Cayard insists there is a budget--"It’s very hard to run a program without the guidelines of a budget,” he says--but the only limit might be the supply of blank checks Gardini has on hand.
At Fremantle, Western Australia, in ’86-87, when Cayard was tactician for the late Tom Blackaller aboard the fast but underfunded USA from St. Francis Yacht Club, Italy sent two other syndicates after the America’s Cup.
They had plenty of money, too. They had the best facilities, threw the best parties and their crews wore the best clothes--foul weather gear by Gucci.
But their boats sailed like slugs, and one day they couldn’t even find the starting line.
“It’s hard to say exactly what went wrong down there,” Cayard said. “We have our own way of doing things here.”
American know-how, Gardini decided, was the missing link. Cayard already had picked up a little Italian by sailing Gardini’s maxi-boat Il Moro since ’85, and has almost fulfilled the two-year residence required of sailors who switch countries in the America’s Cup.
The Italians have had one America’s Cup-class boat in the water for five months and launched their second in July, about the time Conner started building the first for any American.
They also are the first challenger to secure a shore facility at San Diego and will move into Gerry Driscoll’s boatyard on Shelter Island early in January.
The 21 challengers must post a $150,000 performance bond by Sept. 3, an obligation expected to reduce the field, but merely a problem of petty cash for Cayard.
The Italians seem to be leaps and bounds ahead of everyone else, except perhaps Dickson’s Nippon Challenge, but there was a disquieting experience recently.
It was reported that in trials against Marc Pajot’s French boat, Cayard’s Il Moro I--with a golden lion painted on its hull--lost three consecutive races.
That reminded Cup historians of Davis’ comment when he first looked upon the magnificent bird embracing the gray hull of Eagle, the Newport Harbor Yacht Club’s entry at Fremantle.
“It had better be fast,” Davis said.
The Italians’ New York-based publicity people insist the report from France was wrong, but could not say what really happened because of an agreement between the teams, and that Il Moro I was not meant to be fast, anyway.
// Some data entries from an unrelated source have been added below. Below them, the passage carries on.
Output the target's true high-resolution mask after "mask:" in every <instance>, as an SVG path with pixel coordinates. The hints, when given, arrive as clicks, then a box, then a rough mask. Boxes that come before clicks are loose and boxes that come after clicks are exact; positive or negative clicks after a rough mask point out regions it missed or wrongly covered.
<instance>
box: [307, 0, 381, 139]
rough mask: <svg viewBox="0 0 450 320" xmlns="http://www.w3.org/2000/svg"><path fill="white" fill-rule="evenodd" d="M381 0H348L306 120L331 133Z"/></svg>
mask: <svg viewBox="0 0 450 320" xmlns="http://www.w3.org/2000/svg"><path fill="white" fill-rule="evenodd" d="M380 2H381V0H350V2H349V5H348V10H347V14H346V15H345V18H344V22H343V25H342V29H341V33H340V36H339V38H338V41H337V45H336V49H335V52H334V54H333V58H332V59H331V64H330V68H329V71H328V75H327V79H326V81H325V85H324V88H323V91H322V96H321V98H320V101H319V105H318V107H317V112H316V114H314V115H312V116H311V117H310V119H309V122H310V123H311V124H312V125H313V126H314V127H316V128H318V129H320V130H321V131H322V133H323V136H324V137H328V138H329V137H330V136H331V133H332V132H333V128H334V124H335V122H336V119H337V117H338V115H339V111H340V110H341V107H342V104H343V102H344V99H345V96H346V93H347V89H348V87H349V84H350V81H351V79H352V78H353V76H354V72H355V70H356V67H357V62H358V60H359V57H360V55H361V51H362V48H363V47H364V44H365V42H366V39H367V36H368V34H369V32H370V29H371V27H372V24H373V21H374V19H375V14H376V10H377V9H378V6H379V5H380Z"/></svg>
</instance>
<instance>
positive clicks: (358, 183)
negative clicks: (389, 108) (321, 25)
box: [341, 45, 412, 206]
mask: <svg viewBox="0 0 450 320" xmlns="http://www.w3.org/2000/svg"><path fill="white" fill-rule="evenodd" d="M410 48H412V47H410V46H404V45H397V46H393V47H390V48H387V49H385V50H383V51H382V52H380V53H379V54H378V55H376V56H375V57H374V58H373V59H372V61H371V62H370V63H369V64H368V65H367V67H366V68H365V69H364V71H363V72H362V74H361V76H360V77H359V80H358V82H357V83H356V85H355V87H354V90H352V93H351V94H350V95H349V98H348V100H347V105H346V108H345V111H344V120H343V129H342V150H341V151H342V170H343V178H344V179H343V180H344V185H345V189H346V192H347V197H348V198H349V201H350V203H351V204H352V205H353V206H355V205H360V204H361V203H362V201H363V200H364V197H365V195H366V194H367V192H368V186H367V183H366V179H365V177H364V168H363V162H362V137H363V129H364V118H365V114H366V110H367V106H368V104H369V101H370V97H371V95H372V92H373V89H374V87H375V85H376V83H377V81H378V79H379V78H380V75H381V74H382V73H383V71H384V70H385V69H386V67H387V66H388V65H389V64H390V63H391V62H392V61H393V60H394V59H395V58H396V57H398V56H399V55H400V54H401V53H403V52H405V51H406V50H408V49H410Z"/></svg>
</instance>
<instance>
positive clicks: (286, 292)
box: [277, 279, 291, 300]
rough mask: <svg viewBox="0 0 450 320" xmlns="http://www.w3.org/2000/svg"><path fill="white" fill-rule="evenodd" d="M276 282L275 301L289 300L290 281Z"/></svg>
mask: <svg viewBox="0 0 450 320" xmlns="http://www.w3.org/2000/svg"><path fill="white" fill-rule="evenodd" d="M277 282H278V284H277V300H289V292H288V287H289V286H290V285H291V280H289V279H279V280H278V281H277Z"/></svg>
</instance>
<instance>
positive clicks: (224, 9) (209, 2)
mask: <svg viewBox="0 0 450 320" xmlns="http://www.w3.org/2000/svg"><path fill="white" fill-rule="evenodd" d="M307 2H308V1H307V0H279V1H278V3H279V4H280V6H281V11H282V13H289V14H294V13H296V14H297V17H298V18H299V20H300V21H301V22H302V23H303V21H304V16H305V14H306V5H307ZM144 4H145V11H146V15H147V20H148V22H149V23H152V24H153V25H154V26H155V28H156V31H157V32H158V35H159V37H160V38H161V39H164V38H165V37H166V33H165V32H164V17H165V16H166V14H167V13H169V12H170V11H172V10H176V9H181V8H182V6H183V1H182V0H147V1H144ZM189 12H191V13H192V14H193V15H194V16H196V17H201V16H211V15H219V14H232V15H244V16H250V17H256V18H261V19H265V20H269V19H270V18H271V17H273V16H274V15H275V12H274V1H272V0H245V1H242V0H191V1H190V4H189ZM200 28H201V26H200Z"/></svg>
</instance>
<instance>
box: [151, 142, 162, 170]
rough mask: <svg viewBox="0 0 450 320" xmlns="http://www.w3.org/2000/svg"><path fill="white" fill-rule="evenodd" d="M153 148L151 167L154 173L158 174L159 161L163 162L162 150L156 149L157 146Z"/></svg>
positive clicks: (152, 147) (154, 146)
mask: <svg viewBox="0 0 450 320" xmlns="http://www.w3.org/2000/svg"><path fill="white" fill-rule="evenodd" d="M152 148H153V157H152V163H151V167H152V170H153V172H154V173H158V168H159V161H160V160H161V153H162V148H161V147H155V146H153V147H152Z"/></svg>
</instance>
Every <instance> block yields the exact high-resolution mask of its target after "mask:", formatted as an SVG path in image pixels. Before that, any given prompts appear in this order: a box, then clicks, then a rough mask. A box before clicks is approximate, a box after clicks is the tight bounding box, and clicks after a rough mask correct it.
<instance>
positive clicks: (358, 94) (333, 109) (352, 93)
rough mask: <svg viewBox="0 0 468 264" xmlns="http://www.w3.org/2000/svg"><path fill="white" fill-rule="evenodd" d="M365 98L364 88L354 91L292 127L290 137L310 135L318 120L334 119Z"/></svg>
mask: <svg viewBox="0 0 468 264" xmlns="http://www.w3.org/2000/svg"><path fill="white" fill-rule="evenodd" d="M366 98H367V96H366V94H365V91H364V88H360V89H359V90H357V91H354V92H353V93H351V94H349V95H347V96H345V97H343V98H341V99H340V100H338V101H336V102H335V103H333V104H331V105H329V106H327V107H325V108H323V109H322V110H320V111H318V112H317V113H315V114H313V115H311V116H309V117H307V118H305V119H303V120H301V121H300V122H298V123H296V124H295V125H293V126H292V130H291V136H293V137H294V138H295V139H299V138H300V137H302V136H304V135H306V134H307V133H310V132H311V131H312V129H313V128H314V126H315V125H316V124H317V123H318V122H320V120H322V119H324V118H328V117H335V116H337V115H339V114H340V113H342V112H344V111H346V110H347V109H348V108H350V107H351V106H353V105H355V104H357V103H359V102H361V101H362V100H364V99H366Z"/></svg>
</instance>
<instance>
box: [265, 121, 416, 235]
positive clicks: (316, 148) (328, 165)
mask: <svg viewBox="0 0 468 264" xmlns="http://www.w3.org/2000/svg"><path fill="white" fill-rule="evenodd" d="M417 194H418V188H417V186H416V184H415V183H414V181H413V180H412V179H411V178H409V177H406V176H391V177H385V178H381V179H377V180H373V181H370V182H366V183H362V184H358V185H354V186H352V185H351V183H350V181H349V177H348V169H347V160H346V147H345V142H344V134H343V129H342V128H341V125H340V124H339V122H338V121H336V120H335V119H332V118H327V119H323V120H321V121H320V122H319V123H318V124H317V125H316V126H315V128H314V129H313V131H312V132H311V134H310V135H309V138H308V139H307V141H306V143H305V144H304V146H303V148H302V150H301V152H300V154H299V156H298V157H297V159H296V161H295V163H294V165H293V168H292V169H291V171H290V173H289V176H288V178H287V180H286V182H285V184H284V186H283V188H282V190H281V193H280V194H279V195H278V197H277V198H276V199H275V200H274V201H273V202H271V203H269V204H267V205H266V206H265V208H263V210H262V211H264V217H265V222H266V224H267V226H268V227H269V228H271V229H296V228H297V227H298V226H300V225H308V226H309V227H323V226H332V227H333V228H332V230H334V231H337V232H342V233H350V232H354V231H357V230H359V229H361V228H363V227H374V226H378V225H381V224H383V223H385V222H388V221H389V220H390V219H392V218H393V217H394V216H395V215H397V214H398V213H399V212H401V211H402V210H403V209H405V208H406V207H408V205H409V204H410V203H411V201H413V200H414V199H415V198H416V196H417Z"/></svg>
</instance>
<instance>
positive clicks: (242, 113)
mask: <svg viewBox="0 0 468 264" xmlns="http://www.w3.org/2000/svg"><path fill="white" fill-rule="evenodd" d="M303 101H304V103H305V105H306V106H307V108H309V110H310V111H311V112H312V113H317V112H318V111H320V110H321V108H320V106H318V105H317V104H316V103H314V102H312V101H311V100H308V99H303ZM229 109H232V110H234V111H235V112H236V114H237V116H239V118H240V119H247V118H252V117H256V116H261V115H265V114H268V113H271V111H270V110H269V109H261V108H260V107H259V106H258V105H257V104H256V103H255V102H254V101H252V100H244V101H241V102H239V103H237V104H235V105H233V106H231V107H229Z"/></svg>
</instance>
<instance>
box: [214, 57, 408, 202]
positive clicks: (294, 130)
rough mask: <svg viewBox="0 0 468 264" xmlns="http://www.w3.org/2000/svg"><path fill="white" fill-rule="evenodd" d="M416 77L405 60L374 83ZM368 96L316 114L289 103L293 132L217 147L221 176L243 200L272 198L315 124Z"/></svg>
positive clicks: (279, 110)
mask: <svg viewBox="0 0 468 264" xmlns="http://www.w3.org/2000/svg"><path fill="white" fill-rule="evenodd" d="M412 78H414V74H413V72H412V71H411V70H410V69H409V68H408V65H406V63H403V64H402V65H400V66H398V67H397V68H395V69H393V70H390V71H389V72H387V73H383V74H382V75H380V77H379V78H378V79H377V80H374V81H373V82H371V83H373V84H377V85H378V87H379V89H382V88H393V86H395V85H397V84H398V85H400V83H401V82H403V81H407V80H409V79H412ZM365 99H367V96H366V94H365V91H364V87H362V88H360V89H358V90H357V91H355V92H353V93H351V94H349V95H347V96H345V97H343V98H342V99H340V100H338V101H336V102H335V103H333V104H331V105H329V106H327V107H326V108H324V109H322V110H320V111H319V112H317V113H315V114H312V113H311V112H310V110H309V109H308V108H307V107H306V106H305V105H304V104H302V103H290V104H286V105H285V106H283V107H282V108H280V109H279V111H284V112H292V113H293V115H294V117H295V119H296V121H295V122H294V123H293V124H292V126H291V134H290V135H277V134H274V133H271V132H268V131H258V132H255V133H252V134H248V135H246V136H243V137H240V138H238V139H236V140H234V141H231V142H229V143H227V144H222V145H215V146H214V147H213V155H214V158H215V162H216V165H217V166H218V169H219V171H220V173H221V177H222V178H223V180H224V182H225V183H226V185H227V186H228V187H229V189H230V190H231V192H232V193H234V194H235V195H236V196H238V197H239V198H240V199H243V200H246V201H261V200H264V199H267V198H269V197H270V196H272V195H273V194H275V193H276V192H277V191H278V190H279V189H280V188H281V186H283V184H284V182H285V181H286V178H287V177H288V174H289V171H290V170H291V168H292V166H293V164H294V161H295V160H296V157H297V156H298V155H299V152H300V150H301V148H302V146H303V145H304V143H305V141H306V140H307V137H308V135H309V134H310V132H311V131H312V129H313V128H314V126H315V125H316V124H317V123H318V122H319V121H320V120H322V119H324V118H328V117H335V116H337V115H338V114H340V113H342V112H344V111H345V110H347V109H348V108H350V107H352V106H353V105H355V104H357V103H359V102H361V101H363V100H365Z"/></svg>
It’s only a development boat, to be used as a benchmark for its successors.
To that end, Cayard also has brought aboard two other Americans: Robert Hopkins as design technology coordinator and Adam Ostenfeld to oversee the sailing systems--deck hardware, electronics, etc. Both were with Conner in the successful Sail America program at Fremantle.
“The responsibility is much more than I ever imagined,” Cayard said. “The job is more demanding. I can see now that Blackaller was under more pressure than I realized, (although) he had different kinds of things to deal with.
“We didn’t have our own design team--we contracted it out--but what he had was the nightmare of fund-raising, which was a constant thing. He’d have to be at the beck and call of every guy who had a dollar to give him.
“My load’s different. We have a bigger team, more press. The press is very different here, too. Very aggressive. They jump on any little rumor and blow it up. That’s kind of a pain in itself.”